Daily Kos
Political analysis and other daily rants on the state of the nation

Monday | October 28, 2002

Republican glee at Wellstone's death

To start off, I must commend many of the Republican posters on my comment board who were properly (with one exception) respectful of Wellstone's passing. I don't mean this post to be a blanket indictment of all Republicans, since many are capable of using reason and showing compassion. That said, I received this from a reader:

A tribute to the republicans who show such class during this global tragedy. I work on a trading floor and am surrounded by republicans. I could see the glee on their faces when they heard that Wellstone was dead. This glee was surpassed only when they heard that Ted Kennedy was campaigning with Wellstone (they thought he might be on the plane as well). Of course one of them made a trifecta type remark. I wanted to slug them. Now of course they are all joking around and speculating how they are going to destroy the world with a republican majority. [...] So I pay my respects to Wellstone and his family. I condemn the republicans on my floor for being who they are and proving to me that they are despicable, meaningless, heartless pigs.
Another reader wrote:
Am I the only one who thinks the President's reaction to Sen. Wellstone's death was slightly ungracious?
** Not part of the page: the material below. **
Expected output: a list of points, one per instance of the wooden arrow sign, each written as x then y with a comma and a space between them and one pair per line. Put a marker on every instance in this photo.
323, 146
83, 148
Let's parse his words, shall we? "A man of deep conviction, a plain-spoken fellow who did his best for his state and country."

That's about the faintest praise he could come up with, especially in light of the Presiden't well-known penchant for bestowing benedictions like "he's a good man" on sundry conservative allies.

"A man of deep conviction"? Sounds complimentary, but is really a neutral comment when you think about it. "Plainspoken"? Might be a compliment in G.W.'s vocabulary, but is hardly effusive praise.

"Did his best for his...country"? This line reminds me of a code phrase that employers in Germany use when writing references for really incompetent employees: "Mr. So-And-So consistently gave his best effort to the limits of his abilities."

As if I didn't have enough reasons to dislike the man.

Bush has been surprisingly silent on the matter, especially considering how he loves to tug on heart strings (looking into people's souls, and all). I'm convinced that any sorrow Bush may have exhibited was related not to Wellstone's death, per se, but to the fact that there's no chance they can retake his Senate seat. Bush certainly disliked Wellstone, unlike most Congressional GOPers who seemed genuine in their sorrow for the well-respected, well-liked Wellstone.

Back in Minnesota, GOP leaders are already back to politicking before Wellstone is even laid to rest. In all fairness to the GOP, it faces a no-win situations -- sit back and suspend your campaign, and you suffer Ashcroft's fate. However, as much as I hate Ashcroft, at least he lost with dignity and class. I can't imagine how the GOP's way-too-early return to politics can help its efforts in Minnesota or even in places like South Dakota or Missouri. At the very least, they could've waited until Wednesday to start attacking Mondale's record to avoid seeming so crass.